Posted: December 5, 2007

Want to give your portfolio some oomph? Try investing in a flexible fund run by an expert stock picker who isn't tied to a specific investing style. These funds, sometimes called all-cap or multicap because they can invest in companies of any size, give managers the leeway to run with their best ideas. "When you give a smart manager the flexibility to go anywhere, they're bound to find the best opportunities in the world," says Steven Rogé, comanager of the Rogé Partners fund, a "fund of funds" that invests in a handful of such go-anywhere portfolios.

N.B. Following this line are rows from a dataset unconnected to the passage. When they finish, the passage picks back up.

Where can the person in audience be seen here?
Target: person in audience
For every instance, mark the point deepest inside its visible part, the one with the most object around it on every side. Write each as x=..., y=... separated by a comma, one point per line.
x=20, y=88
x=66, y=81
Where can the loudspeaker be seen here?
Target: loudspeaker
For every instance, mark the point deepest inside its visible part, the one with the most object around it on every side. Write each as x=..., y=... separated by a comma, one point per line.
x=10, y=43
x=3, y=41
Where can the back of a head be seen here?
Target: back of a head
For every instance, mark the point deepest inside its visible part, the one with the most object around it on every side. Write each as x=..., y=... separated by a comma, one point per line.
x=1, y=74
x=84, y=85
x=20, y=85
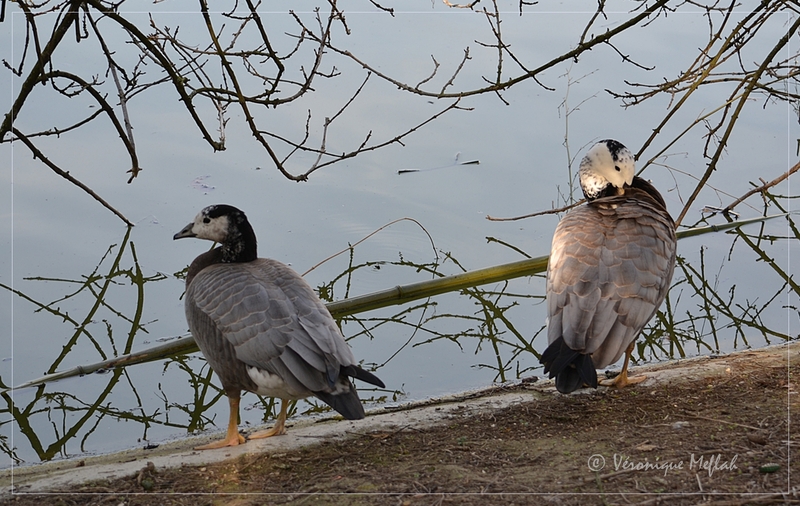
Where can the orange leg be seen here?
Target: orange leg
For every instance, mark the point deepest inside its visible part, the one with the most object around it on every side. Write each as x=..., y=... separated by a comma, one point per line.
x=279, y=428
x=622, y=380
x=233, y=437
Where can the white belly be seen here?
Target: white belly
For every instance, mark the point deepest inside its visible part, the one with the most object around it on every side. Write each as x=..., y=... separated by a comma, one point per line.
x=272, y=385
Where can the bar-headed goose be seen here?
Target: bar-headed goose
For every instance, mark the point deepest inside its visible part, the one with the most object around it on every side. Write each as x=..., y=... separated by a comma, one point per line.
x=611, y=265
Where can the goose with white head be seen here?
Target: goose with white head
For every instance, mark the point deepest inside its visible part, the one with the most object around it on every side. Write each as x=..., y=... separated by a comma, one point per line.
x=262, y=328
x=610, y=268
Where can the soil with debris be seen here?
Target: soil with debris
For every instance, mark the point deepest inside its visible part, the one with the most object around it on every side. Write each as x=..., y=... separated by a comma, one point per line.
x=722, y=439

One of the best examples of a top-notch manager with a broad investing mandate is Legg Mason's Bill Miller, who is known for bargain-hunting in battered sectors. His Legg Mason Opportunity Trust is an eclectic fund that includes online retailers, steel producers, beaten-down home builders, and a handful of private-equity firms among its holdings. "I think the greatest gains over the next five years will be made in those securities people are panicked about today," Miller wrote in a recent letter to shareholders. Lately, he's been taking advantage of market turmoil by loading up on laggards in the financial and consumer sectors. The fund can trail the market in the short term—it's up only about 1 percent since the beginning of the year—but it has gained an average of 10 percent annually from its launch at the end of 1999 through November 1.

Another go-anywhere great is CGM Focus, a freewheeling fund run by Ken Heebner. The fund has returned a phenomenal 67 percent so far this year, thanks to Heebner's large bets on energy and global commodity producers (as well as some bets against the financial sector). Recently, more than half of the fund's assets resided in foreign firms. David Winters of the Wintergreen fund also roams the globe to find the best opportunities. The fund's top holdings recently included Japan Tobacco and Singapore-based casino operator Gentling International. Winters has steered the fund to a 24 percent annualized gain since its October 2005 inception.

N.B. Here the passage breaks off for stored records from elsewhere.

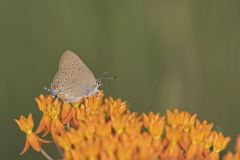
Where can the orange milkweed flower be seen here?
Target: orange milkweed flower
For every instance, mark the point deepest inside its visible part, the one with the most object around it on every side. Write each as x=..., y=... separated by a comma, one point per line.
x=97, y=128
x=154, y=123
x=26, y=125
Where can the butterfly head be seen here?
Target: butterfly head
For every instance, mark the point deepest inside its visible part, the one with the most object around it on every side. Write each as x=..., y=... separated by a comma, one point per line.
x=98, y=83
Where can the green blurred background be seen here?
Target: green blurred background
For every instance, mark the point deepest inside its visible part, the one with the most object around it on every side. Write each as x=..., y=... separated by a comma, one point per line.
x=165, y=54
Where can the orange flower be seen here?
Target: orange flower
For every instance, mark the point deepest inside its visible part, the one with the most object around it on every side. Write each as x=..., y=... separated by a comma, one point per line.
x=154, y=123
x=26, y=125
x=98, y=128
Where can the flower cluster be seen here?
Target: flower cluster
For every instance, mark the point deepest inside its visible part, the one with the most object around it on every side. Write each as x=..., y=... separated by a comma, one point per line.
x=96, y=128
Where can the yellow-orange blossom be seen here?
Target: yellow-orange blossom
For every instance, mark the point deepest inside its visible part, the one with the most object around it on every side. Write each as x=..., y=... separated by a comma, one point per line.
x=97, y=128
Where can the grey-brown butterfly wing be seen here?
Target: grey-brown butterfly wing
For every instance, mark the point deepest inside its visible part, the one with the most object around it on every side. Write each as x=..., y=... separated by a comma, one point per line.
x=73, y=79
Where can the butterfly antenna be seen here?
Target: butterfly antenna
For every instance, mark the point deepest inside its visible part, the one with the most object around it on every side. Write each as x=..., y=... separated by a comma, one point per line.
x=107, y=78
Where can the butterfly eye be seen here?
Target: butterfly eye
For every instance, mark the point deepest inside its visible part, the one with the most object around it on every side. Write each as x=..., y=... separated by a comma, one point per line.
x=54, y=86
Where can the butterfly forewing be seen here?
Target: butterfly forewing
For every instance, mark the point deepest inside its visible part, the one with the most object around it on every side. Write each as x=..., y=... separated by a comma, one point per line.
x=73, y=79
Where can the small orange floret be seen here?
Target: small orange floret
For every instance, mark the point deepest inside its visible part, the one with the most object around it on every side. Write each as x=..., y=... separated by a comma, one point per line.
x=26, y=125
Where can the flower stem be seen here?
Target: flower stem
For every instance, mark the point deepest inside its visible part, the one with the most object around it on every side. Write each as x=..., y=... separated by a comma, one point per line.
x=46, y=155
x=68, y=126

Keep in mind that when you invest in a go-anywhere fund, you're essentially betting on the manager's stock-picking abilities, so make sure your all-star isn't a rookie. It pays to choose a manager with a proven track record (either at the current fund or in a previous charge). Also, annual expenses for such funds can be steep: Legg Mason Opportunity and Wintergreen charge 2.31 and 1.95 percent per year, respectively, while CGM levies a more reasonable 1.20 percent. These funds can be heavily concentrated in a handful of stocks, so bad calls can lead to steep drops in performance. For that reason, it's a good idea to restrict footloose funds to only a slice of your portfolio.